Polenmobil an der Don-Bosco Berufsschule

Internationalen Schüleraustausch mit polnischer Berufsschule

Foto: Carsten Hotel
von links nach rechts: Aaron Hespelein, Sara Allali, Xenia Hauff, Lilli Tscholy, Emre Can, Dean Handschuch, Fenja Trübner, Enja Müller, Natalia und David (Moderatoren vom Polen Mobil) Chantal Rieger, Leon Richter Vincent, Carlotta Miras (Europäische Freiwillige, Elise-Noell Vei, Volker Zang und Carolin Hotel (Lehrkräfte)

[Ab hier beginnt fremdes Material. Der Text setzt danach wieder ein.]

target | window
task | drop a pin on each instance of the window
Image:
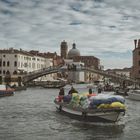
(8, 72)
(4, 63)
(8, 63)
(15, 72)
(15, 63)
(3, 71)
(139, 62)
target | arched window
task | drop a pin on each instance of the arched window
(15, 63)
(8, 63)
(8, 73)
(4, 63)
(15, 72)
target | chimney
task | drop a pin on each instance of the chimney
(139, 43)
(135, 42)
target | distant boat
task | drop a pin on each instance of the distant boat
(6, 91)
(134, 95)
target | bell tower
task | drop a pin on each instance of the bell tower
(64, 49)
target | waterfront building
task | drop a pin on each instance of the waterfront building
(125, 72)
(64, 49)
(73, 75)
(17, 63)
(88, 61)
(135, 73)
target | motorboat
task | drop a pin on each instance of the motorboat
(134, 95)
(108, 115)
(90, 115)
(6, 91)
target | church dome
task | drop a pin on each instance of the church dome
(73, 52)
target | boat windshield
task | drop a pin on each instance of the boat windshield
(2, 87)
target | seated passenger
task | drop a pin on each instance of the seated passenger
(61, 92)
(72, 90)
(90, 91)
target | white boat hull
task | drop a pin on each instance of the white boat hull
(91, 116)
(134, 96)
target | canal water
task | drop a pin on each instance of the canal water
(31, 115)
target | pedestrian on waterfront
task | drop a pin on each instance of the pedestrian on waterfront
(72, 90)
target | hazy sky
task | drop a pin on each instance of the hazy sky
(102, 28)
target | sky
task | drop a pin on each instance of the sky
(101, 28)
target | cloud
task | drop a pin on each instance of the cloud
(98, 27)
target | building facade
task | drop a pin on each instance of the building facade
(88, 61)
(64, 49)
(17, 63)
(135, 73)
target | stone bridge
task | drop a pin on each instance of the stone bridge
(55, 69)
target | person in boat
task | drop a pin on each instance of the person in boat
(72, 90)
(90, 91)
(61, 92)
(99, 89)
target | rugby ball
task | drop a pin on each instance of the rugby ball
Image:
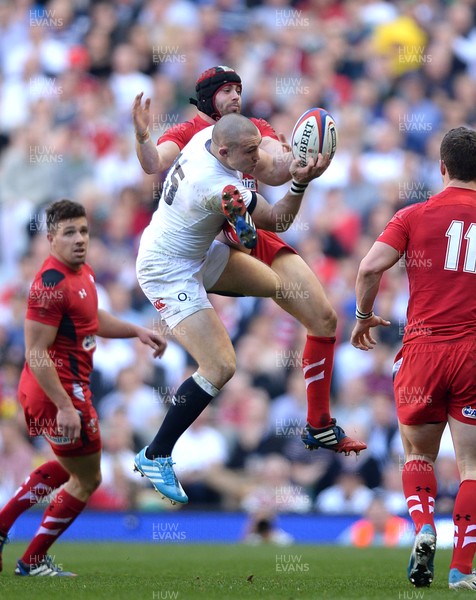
(314, 132)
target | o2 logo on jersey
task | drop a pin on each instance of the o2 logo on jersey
(89, 342)
(159, 304)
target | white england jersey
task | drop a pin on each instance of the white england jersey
(189, 215)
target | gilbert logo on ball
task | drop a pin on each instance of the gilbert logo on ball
(314, 132)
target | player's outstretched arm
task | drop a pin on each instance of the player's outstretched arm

Würzburg Das Polenmobil, im Auftrag des Deutschen Polen-Instituts unterwegs, machte Halt an der Don-Bosco Berufsschule. In einem sehr kurzweiligen Workshop gab es für 15 Schüler und Schülerinnen sowie den Lehrkräften die Möglichkeit, mit der polnischen Kultur, der Tradition, geografischen Besonderheiten und landestypischen kulinarischen Spezialitäten auf Tuchfühlung zu gehen.
Sehr eindrucksvoll war eine große Landkarte beider Länder, die durch Bilder von bedeutsamen Städten, Landschaften und Nationalparks ergänzt wurde. Ein wichtiger Bestandteil des Workshops war eine Sprachanimation, bei den polnischen Worten wie „danke, bitte“ und auch Begrüßungsformeln geübt wurden.
Gemeinsam mit den Projektleitern richteten die Schülerinnen und Schüler den Blick auf bedeutende polnische Persönlichkeiten aus dem Sportbereich wie Robert Lewandowski und Iga Swiatek. Aber auch die beiden Fußballweltmeister von 2014 – Miroslav Klose und Lukas Podolski – haben polnische Wurzeln.
Sehr besinnlich wurde es in der Gruppe, als ein Weihnachtslied von Mark Forster eingespielt wurde, der dann plötzlich einige polnische Zeilen sang, um an seine polnische Mutter zu erinnern.
Recht neidisch wurden die deutschen Schülerinnen und Schüler, als sie erfuhren, dass in Polen im ganzen Juli und August Sommerferien sind. Hier kam auch das unterschiedliche politische System zur Sprache. Während in Deutschland die 16 Bundesländer über den Bereich Bildung eigenständig und auch unterschiedlich entscheiden, wird in Polen hier alles zentral in der Hauptstadt Warschau bestimmt.
Gemeinsam ist beiden Ländern, dass sie jeweils in 16 Bundesländern bzw. 16 Woiwodschaften (Verwaltungsbezirke) unterteilt sind. Die politische Gestaltungsmöglichkeit der Bundesländer ist jedoch erheblich größer.
Den Abschluss des Workshops bildete dann noch ein kurzer Überblick über typische polnische Gerichte wie Pierogi (Teigtaschen), Bigos (Eintopf) und verschiedene landesübliche Suppen, die eine große Bedeutung in der polnischen Küche haben. Auf einen kurzen Nenner gebracht:
Das polnische Essen ist deftig, herzhaft und meist mit Fleisch, Kohl und Wurzelgemüse.
Der Zeitpunkt für den Besuch des Polenmobils war gut gewählt, denn Ende März kommt eine Gruppe polnischer Schülerinnen und Schüler mit ihren Lehrerinnen aus Piotrków Trybunalski
(polnische Partnerschule) zum Besuch nach Würzburg.
Gemeinsam mit der deutschen Gruppe verbringen sie eine Woche auf der Jugendbildungs-stätte am Heuchelhof. Dort stehen verschiedene Workshops, eine Stadtrally, ein Besuch in Gadheim, eine Fahrt nach Rothenburg ob der Tauber und vieles andere mehr auf dem Programm.